Zwoegen op het land: boeren en bevolking in barre tijden
Wie aan de middeleeuwen denkt, zegt natuurlijk landbouw. Het agrarische aspect is hierbij enorm goed uitgewerkt. Zo hebben bepaalde gebieden een hogere vruchtbaarheid dan andere gronden. Wie nauwlettend en strategisch aan de slag gaat, plaatst zijn velden natuurlijk op die gronden waar de vruchtbaarheid het grootst is. Naast de vruchtbaarheid kan ook extra zand of klei worden toegevoegd aan de grond, wat voor bepaalde gewassen een extra voordeel biedt. Stenen en onkruid op het veld moeten verwijderd worden, en compost – van de nabijgelegen vuilnis in je stad – wordt gebruikt om een hogere oogst te verkrijgen. Ziektes en plagen kunnen je oogst beperken. Nabijgelegen velden met hetzelfde gewas kunnen ook besmet raken. Samen met verzuring van de grond is het hierdoor ook afgeraden om aan strikte monocultuur te doen.
Een andere voedselbron is natuurlijk jagen, foerageren en veeteelt. Het jagen en foerageren is zeker in het begin een waardige manier om aan voedsel te komen, maar naarmate je stad groter wordt, is veeteelt efficiënter. Koeien zorgen niet alleen voor proteïne, maar geven je ook leer en melk, die dan weer gebruikt kunnen worden voor het vervaardigen van kleren en kaas.
In contrast met andere games in het genre voegt Farthest Frontier een extra dimensie toe: het bederven van voedsel. Op die manier verhindert de game je om aan het begin van je sessie massaal veel voedsel in te slaan. Hamsteren van voedsel heeft dus geen zin, tenzij het voor de aankomende winter is. Bepaalde gebouwen, zoals een voorraadkelder, zorgen ervoor dat je voedsel langer eetbaar blijft, maar met het bederven van voedsel zul je blijvend rekening moeten houden.
Ziektes kunnen ook uitbreken in je stad: scheurbuik, dysenterie, tetanus… Nare ziektes kunnen natuurlijk beperkt worden door bijvoorbeeld een gevarieerd dieet. Een hospitaal kan gebouwd worden voor als er toch een gewonde of zieke valt. Dit alles wordt grafisch prachtig tentoongespreid op je scherm.

Efficiëntie of toch liever organisch?
Tijdens mijn speelsessie ging ik voor een meer organische uitbouw van mijn stad.
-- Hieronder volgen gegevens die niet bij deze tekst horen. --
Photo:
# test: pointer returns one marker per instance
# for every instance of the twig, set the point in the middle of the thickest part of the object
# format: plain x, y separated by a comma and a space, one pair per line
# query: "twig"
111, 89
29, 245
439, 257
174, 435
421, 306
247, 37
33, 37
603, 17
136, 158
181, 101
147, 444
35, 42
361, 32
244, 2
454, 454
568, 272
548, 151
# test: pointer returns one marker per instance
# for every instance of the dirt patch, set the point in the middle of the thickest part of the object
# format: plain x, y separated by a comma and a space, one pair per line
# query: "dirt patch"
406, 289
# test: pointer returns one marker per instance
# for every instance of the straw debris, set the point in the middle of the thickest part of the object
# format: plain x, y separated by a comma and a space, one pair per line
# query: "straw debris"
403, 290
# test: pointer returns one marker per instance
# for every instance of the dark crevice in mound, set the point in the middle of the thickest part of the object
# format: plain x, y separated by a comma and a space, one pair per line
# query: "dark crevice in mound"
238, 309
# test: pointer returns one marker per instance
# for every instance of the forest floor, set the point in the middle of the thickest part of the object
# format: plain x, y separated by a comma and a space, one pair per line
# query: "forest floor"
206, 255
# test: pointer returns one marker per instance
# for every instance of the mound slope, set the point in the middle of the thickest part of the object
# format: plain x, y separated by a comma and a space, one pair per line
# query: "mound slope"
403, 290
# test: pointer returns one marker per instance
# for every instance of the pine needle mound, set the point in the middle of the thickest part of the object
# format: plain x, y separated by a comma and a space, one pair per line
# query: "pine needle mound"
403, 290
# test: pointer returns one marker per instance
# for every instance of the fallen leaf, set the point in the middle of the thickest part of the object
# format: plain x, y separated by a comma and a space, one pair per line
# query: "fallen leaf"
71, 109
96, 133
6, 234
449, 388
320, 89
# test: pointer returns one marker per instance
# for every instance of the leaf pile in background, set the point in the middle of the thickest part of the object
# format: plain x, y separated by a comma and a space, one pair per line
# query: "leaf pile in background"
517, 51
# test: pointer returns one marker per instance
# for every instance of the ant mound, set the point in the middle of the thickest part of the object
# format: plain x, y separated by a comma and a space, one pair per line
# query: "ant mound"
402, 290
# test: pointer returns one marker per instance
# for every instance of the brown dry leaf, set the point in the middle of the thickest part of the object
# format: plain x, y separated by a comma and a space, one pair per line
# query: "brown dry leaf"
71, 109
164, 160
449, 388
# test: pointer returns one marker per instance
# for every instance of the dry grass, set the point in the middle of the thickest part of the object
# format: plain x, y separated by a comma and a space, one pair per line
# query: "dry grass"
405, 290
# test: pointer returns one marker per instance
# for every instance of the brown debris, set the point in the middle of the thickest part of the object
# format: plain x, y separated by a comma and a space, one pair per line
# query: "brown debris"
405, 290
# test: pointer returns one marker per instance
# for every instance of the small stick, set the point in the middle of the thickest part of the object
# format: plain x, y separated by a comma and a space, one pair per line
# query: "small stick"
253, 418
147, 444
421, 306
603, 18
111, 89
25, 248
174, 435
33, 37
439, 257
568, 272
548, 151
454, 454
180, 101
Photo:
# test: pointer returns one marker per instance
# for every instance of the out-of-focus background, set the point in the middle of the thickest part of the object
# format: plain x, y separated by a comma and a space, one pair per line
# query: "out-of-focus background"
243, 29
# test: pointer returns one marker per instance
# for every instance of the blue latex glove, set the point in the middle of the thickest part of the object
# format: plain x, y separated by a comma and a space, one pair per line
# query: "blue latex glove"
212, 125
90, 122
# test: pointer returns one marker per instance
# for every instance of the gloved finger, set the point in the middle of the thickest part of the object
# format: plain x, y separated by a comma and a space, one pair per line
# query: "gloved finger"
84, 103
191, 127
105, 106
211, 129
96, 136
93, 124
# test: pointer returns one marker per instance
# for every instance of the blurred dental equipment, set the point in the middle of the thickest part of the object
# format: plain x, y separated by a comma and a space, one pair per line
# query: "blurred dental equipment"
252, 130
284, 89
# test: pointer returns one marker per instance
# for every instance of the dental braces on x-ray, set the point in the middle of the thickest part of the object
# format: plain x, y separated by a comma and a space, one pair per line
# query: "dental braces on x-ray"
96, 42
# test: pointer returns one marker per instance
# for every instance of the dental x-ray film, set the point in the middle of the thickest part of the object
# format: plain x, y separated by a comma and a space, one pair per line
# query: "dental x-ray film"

Ik positioneerde gebouwen naargelang ik ze vrijspeelde en gebruikte geen concrete strategie. Ik ondervond weinig problemen met mijn aanpak, aangezien elk gebouw, zonder extra grondstoffen, verplaatst kon worden. Dit is een pluspunt, aangezien je stad anders chaotisch wordt.
Echte stadsplanners – die houden van strategie en efficiëntie – kunnen in Farthest Frontier echter hun vrije loop gaan én worden hiervoor beloond. Zo is het aan te raden om gebouwen niet te plaatsen op vruchtbare grond. Ook zorg je er het beste voor dat je industriegebouwen plaatst op afgelegen terrein, weg van je huizen. Woningen hebben hierin een interessante component: wenselijkheid. Hoe meer wenselijkheid, hoe meer taksen je huizen opbrengen. Industriegebouwen zoals mijnen hebben een negatieve impact op de wenselijkheid, terwijl andere gebouwen, zoals bakkerijen, markten en decoratie, een positief effect hebben. Je doet er dus goed aan om een zekere strategie in je stad te steken. Maar onthoud: elk gebouw kun je verplaatsen.
Nieuwe progressie in 1.0
Naast nieuwe animaties, gebouwen, dieren enzovoort, biedt de officiële release van Farthest Frontier ook nieuwe progressie: een “techtree”, beleidsopties en monumenten. De “techtree” is erg diep uitgewerkt en verspreidt zich over vier niveaus: landbouw, economie, militair en industrie. Sommige technologieën spelen nieuwe gebouwen vrij, terwijl andere technologieën bepaalde aspecten, zoals boeren die sneller het land bewerken, efficiënter maken.
Daarnaast zijn beleidsopties ook nieuw. Ze bieden je bepaalde voordelen, maar hebben tegelijkertijd ook een debuff. Tot slot heb je ook monumenten, die dienen als een soort overwinning en bepaalde voordelen vrijspelen.

Audiovisueel: een topgame
Als middeleeuwse geschiedenisliefhebber genoot ik overduidelijk van het esthetische karakter en de kleine details die op het scherm getoverd werden: de architectuur van de gebouwen, de levendigheid in de straten, het gevaarlijke maar tegelijk rustgevende landschap… Alles ziet er grafisch gewoon mooi en verzorgd uit. Bij het inzoomen op je stad zie je de bevolking druk in de weer met het bouwen en beheren van gebouwen. Je hoort rumoerigheid in de stad, houthakkers die bomen aan het vellen zijn. Ook de muziek bekrachtigt het relaxerende element van Farthest Frontier.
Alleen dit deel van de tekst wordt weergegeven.